In the interpretation of our findings, they must be considered to result from the observation of a selected population of patients, limited in number, with frequent (>5/month) MoA studied during pain-free nights, and whose migraine logs did not report attacks in the 48 h preceding or following the PSG night. Our study characterized the PSG changes of decreased arousal using indexes of decreased arousal rates and decreased CAP rate on migraine-free nights in these patients with frequent MoA. Another possible limitation is the wide age range of the patients and controls; it is well known that age-related variations of CAP indexes can occur (29).
The brain actively generates arousals by means of several arousal systems. Each of these systems has ascending projections to the cortex (which stimulate cortical activation and induce fast EEG activity) and descending projections to the spinal cord (which stimulate motor activation and induce high EMG activity) (10). Arousal systems are located within the brainstem, the thalamus, the hypothalamus and the basal forebrain; they utilize diverse neurotransmitters or modulators and they are redundant, so that any single neural system is not necessary and may be sufficient for arousal (10).
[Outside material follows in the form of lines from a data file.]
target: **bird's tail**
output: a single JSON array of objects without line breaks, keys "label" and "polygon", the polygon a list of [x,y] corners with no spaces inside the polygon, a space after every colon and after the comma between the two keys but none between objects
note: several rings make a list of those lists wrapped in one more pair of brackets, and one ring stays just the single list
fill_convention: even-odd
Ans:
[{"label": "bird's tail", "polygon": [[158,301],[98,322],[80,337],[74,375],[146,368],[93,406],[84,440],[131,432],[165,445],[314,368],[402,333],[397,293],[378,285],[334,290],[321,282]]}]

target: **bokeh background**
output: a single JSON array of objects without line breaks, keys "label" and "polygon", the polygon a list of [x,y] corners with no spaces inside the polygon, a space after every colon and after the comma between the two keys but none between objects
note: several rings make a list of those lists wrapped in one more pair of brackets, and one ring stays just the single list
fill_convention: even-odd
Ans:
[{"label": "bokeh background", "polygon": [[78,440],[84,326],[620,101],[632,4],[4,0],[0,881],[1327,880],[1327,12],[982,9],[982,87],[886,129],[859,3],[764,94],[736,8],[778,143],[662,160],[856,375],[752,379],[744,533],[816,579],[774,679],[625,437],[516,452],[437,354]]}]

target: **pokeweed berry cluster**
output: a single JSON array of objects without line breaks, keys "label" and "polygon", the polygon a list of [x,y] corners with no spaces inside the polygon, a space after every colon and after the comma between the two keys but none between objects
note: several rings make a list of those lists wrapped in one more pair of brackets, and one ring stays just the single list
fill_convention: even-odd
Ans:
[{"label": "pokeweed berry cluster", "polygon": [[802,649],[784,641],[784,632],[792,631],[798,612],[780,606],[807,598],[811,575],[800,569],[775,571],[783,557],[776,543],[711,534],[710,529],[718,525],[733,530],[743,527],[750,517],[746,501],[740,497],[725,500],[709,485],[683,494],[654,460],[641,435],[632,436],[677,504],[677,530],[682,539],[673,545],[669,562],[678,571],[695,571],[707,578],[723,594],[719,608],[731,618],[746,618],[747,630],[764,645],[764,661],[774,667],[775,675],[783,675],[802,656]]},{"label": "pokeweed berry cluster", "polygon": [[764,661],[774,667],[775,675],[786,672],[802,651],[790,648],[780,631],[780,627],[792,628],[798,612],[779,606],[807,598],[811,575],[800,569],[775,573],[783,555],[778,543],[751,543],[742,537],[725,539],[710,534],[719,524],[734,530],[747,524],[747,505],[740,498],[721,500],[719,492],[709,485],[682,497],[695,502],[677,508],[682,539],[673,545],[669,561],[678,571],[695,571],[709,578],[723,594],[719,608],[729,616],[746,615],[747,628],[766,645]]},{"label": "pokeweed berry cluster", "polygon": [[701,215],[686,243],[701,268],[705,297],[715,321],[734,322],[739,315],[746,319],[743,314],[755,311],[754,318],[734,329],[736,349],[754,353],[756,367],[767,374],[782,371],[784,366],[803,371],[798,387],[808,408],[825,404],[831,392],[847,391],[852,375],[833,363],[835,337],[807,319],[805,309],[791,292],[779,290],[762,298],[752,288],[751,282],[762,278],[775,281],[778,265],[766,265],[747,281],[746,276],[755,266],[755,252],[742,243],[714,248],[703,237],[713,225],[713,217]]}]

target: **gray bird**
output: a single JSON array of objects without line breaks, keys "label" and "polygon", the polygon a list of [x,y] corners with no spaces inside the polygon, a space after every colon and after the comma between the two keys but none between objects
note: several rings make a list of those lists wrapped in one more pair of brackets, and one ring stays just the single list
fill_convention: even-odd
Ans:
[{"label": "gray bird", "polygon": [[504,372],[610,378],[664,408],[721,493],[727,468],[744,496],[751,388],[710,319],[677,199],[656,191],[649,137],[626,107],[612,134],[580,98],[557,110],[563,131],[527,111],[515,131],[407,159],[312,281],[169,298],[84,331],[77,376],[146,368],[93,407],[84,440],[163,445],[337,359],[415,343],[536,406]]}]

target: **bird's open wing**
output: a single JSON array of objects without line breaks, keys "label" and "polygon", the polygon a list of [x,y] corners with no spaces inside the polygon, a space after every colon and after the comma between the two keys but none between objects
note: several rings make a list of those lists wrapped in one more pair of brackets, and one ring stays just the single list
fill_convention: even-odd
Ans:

A reduction of the cortical arousals reflected by the EEG might therefore reflect a general hypoactivity of the arousal systems. Since it is well known that nocturnal migraine attacks occur prevalently in REM (2, 3), we could hypothesize a functional impairment of some neural structures responsible for the control of REM sleep, such as the hypothalamus (33) and the brainstem, which are also involved in the pathophysiology of migraine (6, 12).
The reduction of spontaneous arousal during sleep may at first suggest a condition of cortical hypoexcitability. It is widely recognized that migraine events are triggered by brain cortical mechanisms, and that they are due, in particular, to a reduced habituation of cortical neurons to incoming sensory stimuli (34). On the other hand, it is still debated whether the brain cortex in migraine is hypoexcitable (13) or hyperexcitable (35). The hypoarousability observed in our migraineurs may express a condition of cortical hypoexcitability, and in particular a hypofunction of thalamocortical circuitries, which are involved in the genesis of CAP (22). In any case, it cannot be excluded that hypoarousal is due to hypofunction of subcortical arousal systems, located in the hypothalamus or brainstem, since the EEG modification in sleep is the final result of distinct pathways all producing modification of brain cortical activity.
In conclusion, we believe that the reduced reactivity to incoming stimuli, of internal or external origin, expressed by the low CAP rate during sleep, and the hypoactivity of arousal systems during REM, may be pathophysiological mechanisms, or at least predisposing factors, for the occurrence of migraine attacks during sleep.